O Papa Leão XIV lançou um alerta direto sobre os riscos da inteligência artificial aplicada a conflitos bélicos. Durante sua visita à Universidade La Sapienza, em Roma, o pontífice destacou que delegar decisões de vida ou morte a máquinas leva a uma espiral de aniquilação sem controle humano. Ele também denunciou que o aumento dos gastos militares na Europa ocorre às custas de cortes na educação e na saúde, beneficiando elites que ignoram o bem comum.

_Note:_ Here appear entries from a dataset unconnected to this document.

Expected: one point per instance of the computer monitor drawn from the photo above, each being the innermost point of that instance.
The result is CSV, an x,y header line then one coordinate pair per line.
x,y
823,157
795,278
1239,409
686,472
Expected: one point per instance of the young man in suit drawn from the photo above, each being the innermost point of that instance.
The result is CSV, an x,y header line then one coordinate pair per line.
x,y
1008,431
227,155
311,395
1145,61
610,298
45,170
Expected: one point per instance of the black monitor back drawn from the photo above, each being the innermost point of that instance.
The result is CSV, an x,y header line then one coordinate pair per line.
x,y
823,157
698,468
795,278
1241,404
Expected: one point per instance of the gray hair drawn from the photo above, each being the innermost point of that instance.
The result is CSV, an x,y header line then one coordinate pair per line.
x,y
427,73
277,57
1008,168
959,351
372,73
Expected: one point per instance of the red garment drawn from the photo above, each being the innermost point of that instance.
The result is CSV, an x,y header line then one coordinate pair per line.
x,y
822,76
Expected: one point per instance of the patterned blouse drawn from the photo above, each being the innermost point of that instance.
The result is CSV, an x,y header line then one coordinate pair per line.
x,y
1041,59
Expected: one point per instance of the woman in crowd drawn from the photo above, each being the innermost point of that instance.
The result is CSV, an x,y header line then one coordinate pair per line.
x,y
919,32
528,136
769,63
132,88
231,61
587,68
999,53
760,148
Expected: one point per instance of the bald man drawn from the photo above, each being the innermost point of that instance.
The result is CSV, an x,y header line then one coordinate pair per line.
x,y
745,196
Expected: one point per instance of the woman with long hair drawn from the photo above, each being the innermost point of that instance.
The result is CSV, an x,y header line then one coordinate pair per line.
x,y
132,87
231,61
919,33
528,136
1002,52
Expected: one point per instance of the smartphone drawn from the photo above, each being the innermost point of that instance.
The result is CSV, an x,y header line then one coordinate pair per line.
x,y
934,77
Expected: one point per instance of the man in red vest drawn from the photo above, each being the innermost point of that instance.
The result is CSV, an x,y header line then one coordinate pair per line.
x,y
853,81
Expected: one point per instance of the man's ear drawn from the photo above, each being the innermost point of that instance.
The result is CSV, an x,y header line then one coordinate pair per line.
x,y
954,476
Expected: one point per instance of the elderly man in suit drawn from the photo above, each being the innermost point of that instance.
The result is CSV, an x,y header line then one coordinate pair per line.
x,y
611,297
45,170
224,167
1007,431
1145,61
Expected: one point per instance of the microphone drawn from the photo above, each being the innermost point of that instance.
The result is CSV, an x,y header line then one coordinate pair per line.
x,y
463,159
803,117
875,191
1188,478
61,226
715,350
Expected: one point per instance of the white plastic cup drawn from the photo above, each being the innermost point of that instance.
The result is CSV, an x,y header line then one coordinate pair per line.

Interior da cúpula do observatório do Vaticano, braço robótico de telescópio apontando para um mapa digital de campo de batalha projetado em telas curvas, silhuetas de enxames de drones se movendo pela tela enquanto uma mão humana alcança um botão de parada de emergência, fios conectando a um mainframe central com luzes de aviso vermelhas piscando, visualização cinematográfica de engenharia, atmosfera escura de sala de controle, globo holográfico mostrando zonas de conflito, correntes quebradas penduradas no teto, superfícies metálicas ultra detalhadas, iluminação lateral dramática vinda de monitores, render técnico fotorrealista

Controle técnico e responsabilidade humana na era da IA 🤖

O Papa pediu um marco regulatório mais rigoroso para o desenvolvimento da IA, tanto em usos militares quanto civis. Ele enfatizou que a automação de sistemas letais não deve eximir os humanos de sua responsabilidade moral. No âmbito civil, alertou sobre algoritmos que tomam decisões sem supervisão, desde contratações até diagnósticos médicos. A chave, segundo o pontífice, é manter o ser humano como centro do processo, evitando que a tecnologia agrave conflitos ou aprofunde desigualdades.

A IA não pede permissão para bombardear, mas sim para se atualizar 💥

Enquanto os líderes mundiais debatem se um drone deve pedir autorização para disparar, os fabricantes de software já planejam a próxima atualização com custos extras. O Papa sugere conter a IA militar, embora talvez o que precisemos seja um botão de pânico que funcione quando a máquina decidir que a paz não é lucrativa. Por enquanto, a única inteligência artificial que parece imparável é aquela que fatura mísseis com cartão de crédito.